Some time ago, I discovered that one of the chairs in my front hall had a broken leg. I didn’t foresee any great difficulty in getting it mended, as there are a whole lot of antique shops in Pimlico Road, which is three minutes’ walk from my flat. So, I set forth one morning carrying the chair with me. I went into the first shop confidently expecting a friendly reception, with a kindly man saying: “What a charming chair. Yes, that’s quite a simple job. When would you want it back?” I was quite wrong.

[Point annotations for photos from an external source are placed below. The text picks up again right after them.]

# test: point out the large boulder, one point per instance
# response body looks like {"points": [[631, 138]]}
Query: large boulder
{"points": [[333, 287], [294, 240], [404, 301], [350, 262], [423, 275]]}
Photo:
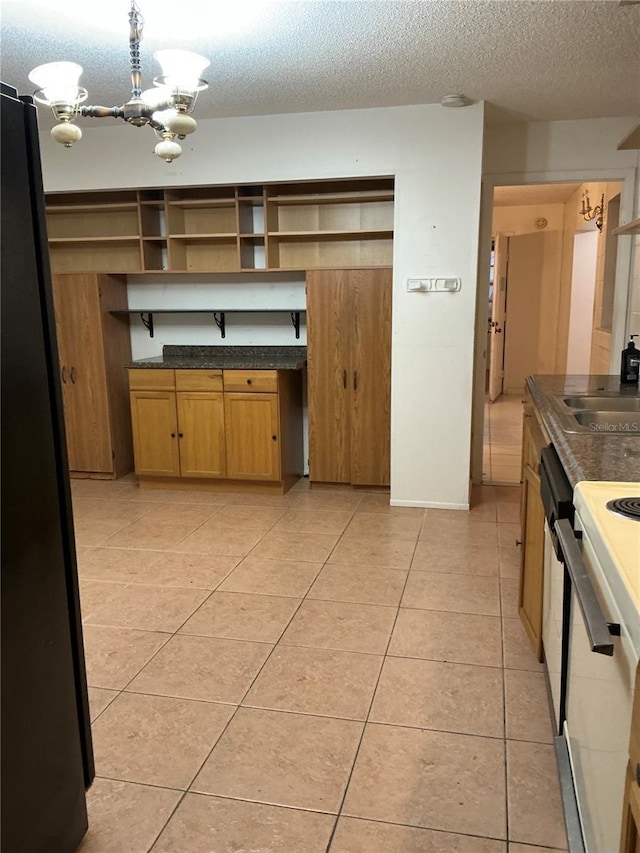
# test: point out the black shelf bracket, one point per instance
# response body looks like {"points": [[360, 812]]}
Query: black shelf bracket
{"points": [[218, 316], [148, 323]]}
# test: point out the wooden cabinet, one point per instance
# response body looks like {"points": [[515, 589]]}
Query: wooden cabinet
{"points": [[232, 425], [349, 375], [154, 424], [178, 423], [630, 838], [251, 422], [93, 346], [532, 528], [224, 228]]}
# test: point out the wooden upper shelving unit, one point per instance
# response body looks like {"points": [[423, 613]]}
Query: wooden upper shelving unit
{"points": [[240, 228]]}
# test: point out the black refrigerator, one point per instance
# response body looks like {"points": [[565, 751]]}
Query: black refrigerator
{"points": [[47, 758]]}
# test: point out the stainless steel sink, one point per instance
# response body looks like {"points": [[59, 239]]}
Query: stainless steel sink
{"points": [[597, 403], [599, 422]]}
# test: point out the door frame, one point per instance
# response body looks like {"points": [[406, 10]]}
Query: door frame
{"points": [[623, 290], [498, 315]]}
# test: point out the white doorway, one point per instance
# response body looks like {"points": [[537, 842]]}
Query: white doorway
{"points": [[542, 317], [497, 316], [583, 287]]}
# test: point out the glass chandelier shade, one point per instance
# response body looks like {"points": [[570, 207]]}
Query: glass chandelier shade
{"points": [[166, 108]]}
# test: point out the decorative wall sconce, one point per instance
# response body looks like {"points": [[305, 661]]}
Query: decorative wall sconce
{"points": [[588, 213]]}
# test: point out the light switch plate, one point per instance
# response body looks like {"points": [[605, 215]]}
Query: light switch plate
{"points": [[445, 285]]}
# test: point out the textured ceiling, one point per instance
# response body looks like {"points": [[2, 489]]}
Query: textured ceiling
{"points": [[538, 60]]}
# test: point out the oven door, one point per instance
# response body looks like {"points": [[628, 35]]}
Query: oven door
{"points": [[599, 695], [553, 625]]}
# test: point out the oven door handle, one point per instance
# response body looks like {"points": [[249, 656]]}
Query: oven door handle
{"points": [[594, 621]]}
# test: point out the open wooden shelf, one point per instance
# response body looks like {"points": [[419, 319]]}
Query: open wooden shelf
{"points": [[238, 228]]}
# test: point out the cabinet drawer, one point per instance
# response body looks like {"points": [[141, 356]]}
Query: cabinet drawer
{"points": [[251, 380], [198, 380], [151, 380]]}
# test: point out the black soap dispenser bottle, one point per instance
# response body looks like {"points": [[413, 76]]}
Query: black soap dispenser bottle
{"points": [[630, 364]]}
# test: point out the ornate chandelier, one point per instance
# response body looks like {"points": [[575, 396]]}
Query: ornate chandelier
{"points": [[166, 108], [588, 213]]}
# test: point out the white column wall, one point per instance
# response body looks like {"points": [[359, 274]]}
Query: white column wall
{"points": [[435, 155]]}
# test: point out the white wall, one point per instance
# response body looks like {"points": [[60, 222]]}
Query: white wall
{"points": [[435, 155], [583, 286]]}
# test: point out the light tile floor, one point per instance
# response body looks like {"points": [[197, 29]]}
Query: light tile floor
{"points": [[309, 673], [502, 450]]}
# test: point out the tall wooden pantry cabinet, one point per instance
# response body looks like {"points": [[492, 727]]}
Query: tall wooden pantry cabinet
{"points": [[93, 347], [349, 375]]}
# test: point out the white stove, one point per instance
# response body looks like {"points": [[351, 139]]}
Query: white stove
{"points": [[615, 541], [599, 684]]}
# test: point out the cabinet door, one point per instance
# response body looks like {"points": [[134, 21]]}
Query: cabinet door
{"points": [[155, 433], [329, 375], [201, 434], [81, 350], [532, 568], [371, 377], [252, 436]]}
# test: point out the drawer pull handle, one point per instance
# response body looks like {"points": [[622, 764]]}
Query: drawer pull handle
{"points": [[598, 630]]}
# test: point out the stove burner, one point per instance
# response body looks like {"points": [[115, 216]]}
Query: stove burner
{"points": [[627, 507]]}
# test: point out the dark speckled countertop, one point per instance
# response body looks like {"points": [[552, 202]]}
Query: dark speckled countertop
{"points": [[587, 455], [176, 357]]}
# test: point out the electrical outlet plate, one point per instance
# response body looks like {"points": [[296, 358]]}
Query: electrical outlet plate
{"points": [[433, 285]]}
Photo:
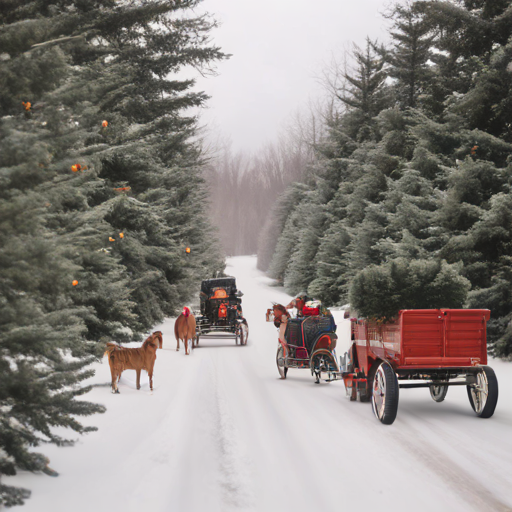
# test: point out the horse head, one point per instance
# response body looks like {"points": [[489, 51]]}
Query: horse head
{"points": [[279, 310], [159, 337], [154, 341]]}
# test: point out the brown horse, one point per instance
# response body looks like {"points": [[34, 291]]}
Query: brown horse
{"points": [[138, 359], [185, 329]]}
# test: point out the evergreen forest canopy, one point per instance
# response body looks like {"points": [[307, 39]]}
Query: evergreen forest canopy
{"points": [[408, 202], [101, 191]]}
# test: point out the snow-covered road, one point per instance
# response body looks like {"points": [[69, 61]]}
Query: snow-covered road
{"points": [[222, 432]]}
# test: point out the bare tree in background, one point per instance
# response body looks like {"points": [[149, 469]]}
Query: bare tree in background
{"points": [[244, 188]]}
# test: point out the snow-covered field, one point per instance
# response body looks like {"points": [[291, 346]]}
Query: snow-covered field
{"points": [[221, 432]]}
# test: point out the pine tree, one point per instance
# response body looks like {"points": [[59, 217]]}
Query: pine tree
{"points": [[409, 56], [85, 121], [366, 93]]}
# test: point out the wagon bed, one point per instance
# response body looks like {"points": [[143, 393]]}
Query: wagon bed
{"points": [[434, 348]]}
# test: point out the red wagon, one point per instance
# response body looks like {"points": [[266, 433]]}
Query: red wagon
{"points": [[434, 348]]}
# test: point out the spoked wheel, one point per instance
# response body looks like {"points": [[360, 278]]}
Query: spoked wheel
{"points": [[483, 395], [280, 361], [385, 394], [438, 393]]}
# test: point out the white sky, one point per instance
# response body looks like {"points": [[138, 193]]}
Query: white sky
{"points": [[279, 48]]}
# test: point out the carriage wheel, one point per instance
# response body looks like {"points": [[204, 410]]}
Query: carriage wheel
{"points": [[385, 394], [483, 395], [438, 393], [281, 368]]}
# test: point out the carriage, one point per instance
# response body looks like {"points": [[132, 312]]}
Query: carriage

The man I approached wouldn’t even look at it. I wasn’t too concerned; after all, it was only the first try and there are many more shops on both sides of the road. The reaction at the second shop, though slightly politer, was just the same, and at the third and the fourth, so I decided that my approach must be wrong.
I entered the fifth shop with some confidence because had concocted a plan. I placed the chair gently on the floor so as not to disturb the damaged leg and said “Would you like to buy a chair?” The rather fierce proprietor looked it over carefully and said, “Yes, not a bad little chair. How much do you want for it?” “£20,” I said. “OK,” 20 he said, “I’ll give you £20.” “It’s got a slightly broken leg,” I said. “Yes, I saw that; it’s nothing. Don’t worry about it.” Everything was going to plan and I was getting excited. “What will you do with it?” I asked.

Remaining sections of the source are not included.